Ce parti-là n’est plus guerre à craindre ; il est trop connu. On se tient sur ses gardes vis-vis de lui. On se méfie de toutes ses démarches. Difficilement viendra-t-il à bout de nous surprendre, ou de nous donner le change.

On dit cependant qu’il y a d’honnêtes gens parmi ces aristocrates. D’honnêtes gens ! Eh ! Mais comment donc ne se hâtent-ils pas de quitter cette secte ? Comment soutiennent-ils ses projets destructeurs ? Comment, après avoir solennellement juré, le 4 février, de respecter les décrets de l’Assemblée, les ont-ils attaqués par une protestation publique ? Cela, ce me semble, ne s’accorde pas trop avec la probité : à moins que ces prétendus honnêtes gens ne soient ceux qui se qualifient les impartiaux.

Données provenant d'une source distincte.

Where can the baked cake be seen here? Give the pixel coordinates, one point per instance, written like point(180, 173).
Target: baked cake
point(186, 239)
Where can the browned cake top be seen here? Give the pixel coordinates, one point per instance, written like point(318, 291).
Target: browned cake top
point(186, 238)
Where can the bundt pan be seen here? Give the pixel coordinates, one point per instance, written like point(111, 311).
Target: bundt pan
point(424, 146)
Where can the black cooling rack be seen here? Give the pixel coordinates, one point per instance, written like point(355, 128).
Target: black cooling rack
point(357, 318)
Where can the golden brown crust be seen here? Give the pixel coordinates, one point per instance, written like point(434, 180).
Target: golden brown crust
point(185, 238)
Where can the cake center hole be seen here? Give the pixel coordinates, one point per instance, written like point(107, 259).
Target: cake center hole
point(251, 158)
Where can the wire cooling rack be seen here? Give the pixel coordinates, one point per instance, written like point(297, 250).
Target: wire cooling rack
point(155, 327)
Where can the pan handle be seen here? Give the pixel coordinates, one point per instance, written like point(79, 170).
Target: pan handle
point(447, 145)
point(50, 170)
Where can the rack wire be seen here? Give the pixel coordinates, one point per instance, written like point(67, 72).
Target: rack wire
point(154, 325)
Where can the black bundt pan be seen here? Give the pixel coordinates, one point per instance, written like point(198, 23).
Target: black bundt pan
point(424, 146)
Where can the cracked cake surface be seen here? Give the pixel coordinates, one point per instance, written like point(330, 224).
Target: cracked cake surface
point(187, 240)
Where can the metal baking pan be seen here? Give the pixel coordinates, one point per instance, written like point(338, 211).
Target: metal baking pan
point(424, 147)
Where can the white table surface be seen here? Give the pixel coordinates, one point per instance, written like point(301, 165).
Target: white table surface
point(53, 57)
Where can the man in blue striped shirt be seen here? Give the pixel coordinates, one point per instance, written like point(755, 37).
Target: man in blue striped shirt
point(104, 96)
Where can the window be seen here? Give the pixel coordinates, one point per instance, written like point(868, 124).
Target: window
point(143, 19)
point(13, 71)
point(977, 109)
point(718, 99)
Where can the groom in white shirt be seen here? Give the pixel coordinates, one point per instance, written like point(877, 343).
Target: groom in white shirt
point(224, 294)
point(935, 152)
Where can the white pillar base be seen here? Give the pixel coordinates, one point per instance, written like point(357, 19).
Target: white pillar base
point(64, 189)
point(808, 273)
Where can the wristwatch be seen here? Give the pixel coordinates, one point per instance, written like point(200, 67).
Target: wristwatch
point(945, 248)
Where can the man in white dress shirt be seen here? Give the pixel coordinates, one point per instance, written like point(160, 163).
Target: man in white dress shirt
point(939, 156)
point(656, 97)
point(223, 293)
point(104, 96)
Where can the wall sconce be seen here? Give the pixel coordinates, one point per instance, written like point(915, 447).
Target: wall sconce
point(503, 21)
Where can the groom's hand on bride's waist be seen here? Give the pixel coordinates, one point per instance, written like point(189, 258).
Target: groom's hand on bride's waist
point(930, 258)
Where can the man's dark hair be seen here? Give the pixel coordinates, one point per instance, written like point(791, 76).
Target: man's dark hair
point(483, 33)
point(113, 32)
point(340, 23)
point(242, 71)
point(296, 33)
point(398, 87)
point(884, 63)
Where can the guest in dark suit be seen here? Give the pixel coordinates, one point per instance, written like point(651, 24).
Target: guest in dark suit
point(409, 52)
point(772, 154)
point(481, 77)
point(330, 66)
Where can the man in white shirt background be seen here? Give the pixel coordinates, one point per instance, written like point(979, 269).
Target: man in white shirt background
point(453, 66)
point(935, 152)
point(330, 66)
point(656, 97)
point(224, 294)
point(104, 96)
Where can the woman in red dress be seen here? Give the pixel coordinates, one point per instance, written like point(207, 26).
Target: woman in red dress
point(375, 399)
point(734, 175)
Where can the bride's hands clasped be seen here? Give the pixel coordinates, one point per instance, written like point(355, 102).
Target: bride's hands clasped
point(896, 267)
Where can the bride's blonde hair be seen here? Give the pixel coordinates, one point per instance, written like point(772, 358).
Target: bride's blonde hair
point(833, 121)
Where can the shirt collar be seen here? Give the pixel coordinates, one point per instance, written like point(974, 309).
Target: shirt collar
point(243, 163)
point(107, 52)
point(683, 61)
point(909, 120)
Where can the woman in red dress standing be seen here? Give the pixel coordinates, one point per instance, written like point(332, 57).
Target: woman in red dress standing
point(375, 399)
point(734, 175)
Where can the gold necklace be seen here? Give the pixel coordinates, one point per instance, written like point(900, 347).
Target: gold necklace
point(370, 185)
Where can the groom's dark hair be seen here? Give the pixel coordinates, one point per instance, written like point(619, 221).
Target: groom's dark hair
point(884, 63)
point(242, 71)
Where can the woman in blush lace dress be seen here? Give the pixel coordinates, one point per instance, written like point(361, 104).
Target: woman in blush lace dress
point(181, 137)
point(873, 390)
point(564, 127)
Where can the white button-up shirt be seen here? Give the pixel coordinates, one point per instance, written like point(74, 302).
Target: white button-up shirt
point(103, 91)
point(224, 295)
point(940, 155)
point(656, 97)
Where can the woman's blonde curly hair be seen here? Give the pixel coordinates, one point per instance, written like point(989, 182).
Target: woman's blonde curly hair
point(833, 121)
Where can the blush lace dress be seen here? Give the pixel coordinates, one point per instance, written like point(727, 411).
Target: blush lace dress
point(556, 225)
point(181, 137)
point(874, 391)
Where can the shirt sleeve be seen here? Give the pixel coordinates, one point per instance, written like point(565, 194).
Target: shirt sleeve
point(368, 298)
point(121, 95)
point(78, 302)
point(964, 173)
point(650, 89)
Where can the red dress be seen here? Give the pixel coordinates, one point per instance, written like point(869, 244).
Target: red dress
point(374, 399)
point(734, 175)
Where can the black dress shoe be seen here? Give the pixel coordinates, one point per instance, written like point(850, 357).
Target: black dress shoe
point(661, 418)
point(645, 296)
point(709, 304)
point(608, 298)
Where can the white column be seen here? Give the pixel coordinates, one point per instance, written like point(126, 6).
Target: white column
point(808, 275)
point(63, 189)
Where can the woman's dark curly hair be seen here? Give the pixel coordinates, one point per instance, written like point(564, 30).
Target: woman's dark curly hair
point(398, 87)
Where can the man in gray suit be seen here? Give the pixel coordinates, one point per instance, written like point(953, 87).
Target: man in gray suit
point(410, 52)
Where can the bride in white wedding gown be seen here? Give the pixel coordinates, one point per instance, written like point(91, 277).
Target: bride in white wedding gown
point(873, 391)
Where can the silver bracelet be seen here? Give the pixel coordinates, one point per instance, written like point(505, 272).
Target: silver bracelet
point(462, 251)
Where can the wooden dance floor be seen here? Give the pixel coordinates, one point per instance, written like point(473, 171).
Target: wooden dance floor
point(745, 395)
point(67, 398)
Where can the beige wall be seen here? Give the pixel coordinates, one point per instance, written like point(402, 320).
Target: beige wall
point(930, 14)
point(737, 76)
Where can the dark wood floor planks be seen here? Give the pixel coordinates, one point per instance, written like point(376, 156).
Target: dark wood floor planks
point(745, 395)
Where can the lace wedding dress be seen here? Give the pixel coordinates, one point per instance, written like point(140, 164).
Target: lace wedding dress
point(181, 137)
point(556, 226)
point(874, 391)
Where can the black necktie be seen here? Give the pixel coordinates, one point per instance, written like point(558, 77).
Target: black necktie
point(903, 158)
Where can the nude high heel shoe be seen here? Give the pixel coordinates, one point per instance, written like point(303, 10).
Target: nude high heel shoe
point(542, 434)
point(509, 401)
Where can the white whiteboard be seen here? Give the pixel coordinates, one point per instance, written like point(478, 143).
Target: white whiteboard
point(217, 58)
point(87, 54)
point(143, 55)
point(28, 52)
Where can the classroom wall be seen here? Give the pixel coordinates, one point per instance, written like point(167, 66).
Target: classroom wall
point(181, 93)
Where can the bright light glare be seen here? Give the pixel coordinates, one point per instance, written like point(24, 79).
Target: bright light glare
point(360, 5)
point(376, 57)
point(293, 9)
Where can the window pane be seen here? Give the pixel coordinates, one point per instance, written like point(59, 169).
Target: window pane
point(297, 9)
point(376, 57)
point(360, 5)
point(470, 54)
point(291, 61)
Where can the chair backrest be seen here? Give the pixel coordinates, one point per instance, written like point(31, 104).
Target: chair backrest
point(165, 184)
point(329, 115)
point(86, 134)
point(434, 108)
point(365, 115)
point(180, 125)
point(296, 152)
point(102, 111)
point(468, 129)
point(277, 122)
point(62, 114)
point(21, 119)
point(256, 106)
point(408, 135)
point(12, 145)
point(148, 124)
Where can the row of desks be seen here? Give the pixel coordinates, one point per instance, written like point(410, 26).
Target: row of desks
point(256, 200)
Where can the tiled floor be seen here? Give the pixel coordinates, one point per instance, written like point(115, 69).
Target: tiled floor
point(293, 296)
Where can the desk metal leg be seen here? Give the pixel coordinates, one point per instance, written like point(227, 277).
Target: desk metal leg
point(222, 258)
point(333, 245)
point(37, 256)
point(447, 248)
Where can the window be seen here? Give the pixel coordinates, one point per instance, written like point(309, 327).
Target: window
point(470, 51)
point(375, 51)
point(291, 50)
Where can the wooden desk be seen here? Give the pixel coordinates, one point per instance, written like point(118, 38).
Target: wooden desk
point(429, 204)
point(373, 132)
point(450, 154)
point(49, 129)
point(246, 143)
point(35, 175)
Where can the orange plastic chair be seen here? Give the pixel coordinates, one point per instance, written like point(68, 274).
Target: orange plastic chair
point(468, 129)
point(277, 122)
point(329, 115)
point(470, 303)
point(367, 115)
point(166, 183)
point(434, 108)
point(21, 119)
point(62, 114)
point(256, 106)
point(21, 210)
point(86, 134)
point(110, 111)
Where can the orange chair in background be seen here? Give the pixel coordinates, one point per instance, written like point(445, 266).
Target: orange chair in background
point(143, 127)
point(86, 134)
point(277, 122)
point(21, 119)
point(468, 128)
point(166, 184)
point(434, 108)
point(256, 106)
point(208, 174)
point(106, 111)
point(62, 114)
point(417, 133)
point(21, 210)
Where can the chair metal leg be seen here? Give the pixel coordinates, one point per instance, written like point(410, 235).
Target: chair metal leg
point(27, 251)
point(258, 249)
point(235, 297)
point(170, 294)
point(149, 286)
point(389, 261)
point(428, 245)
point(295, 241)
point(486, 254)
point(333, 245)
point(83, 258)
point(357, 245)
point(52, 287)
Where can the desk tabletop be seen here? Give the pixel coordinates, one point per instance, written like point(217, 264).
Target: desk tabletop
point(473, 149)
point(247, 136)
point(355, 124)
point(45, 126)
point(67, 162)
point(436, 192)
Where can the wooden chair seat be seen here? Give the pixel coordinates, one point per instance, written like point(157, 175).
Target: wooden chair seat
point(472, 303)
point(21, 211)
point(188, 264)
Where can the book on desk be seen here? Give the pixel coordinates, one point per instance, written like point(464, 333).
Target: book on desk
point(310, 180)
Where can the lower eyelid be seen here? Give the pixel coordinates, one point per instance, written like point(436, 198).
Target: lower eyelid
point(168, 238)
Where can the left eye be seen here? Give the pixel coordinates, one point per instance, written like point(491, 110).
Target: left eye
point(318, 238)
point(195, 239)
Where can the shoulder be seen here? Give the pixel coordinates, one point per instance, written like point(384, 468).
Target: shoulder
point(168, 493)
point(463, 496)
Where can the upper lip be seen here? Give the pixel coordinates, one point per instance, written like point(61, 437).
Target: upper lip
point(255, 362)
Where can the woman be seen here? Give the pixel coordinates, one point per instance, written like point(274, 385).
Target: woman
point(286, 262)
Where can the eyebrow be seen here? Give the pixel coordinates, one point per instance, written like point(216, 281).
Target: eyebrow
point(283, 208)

J’ai bien examiné ces derniers. Ils ne sont, à mon avis que des aristocrates déguisés, qui n’osent point partager la fureur de leur cabale, ou des gens, dont l’amour-propre aigri par leur peu d’influence dans l’Assemblée, veulent marquer au moins par quelqu’endroit, ne fût-ce qu’en s’en allant, comme plusieurs ont fait. Mais le plus grand nombre est aristocrate.

L’autre parti, à la tête duquel on voit un la Fayette, un la Rochefoucaud, marche droit au but, et tend sincèrement au vrai bien.